Fueled by mass paranoia caused by Senator Joe Mc Carthy's claims that the United
States had been infiltrated by large number of Communists, Soviet spies and sympathizers,
and the very real threat of the Cold War itself,
Atlas began publishing three
titles featuring Rogers as Captain America:
Young Men's,Men's Adventures, and
Captain
America Comics. Because, as Steve Rogers himself says in one of his commie-smashing
adventures, the Communists are “the Nazis of the 1950s.”
To explain his five-year absence in comics,
Atlas founder and editor
Martin Goodman, along with then-writer Stan Lee, decided that Rogers had retired
from the Army. But when the Red Skull—Cap's old Nazi arch-nemesis—returns, this
time as a Communist working for the Kremlin, he is forced to
don his star-spangled
uniform and
wield his mighty shield once again, along with his old sidekick, Bucky.
The Cap in
The Winter Soldier is one who, much like in Mark Waid's 2010
five-issue miniseries
Captain America: Man Out of Time, fights for what he feels is best
for the American people. “My job is to make tomorrow's world better. Always has
been. Once, long ago, I asked Bucky what
purpose Captain America served outside
of combat,” Roger says in the series. “It was a
foolish question. There'll always be
something to fight for. And I'll always be a soldier.”

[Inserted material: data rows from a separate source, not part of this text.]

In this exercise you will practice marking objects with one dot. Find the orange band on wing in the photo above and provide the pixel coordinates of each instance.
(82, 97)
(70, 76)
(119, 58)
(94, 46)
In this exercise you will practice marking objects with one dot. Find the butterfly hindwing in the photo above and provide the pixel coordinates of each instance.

The beauty of Captain America is that he is and always has been a symbol of the
American dream. But that dream
encompasses what German psychologist Erich
Fromm called the basic human dilemma, which is the conflicting desire for both security
and freedom. As a symbol, Cap will always struggle with that balance, reflecting
our own struggles to define just what being an American means.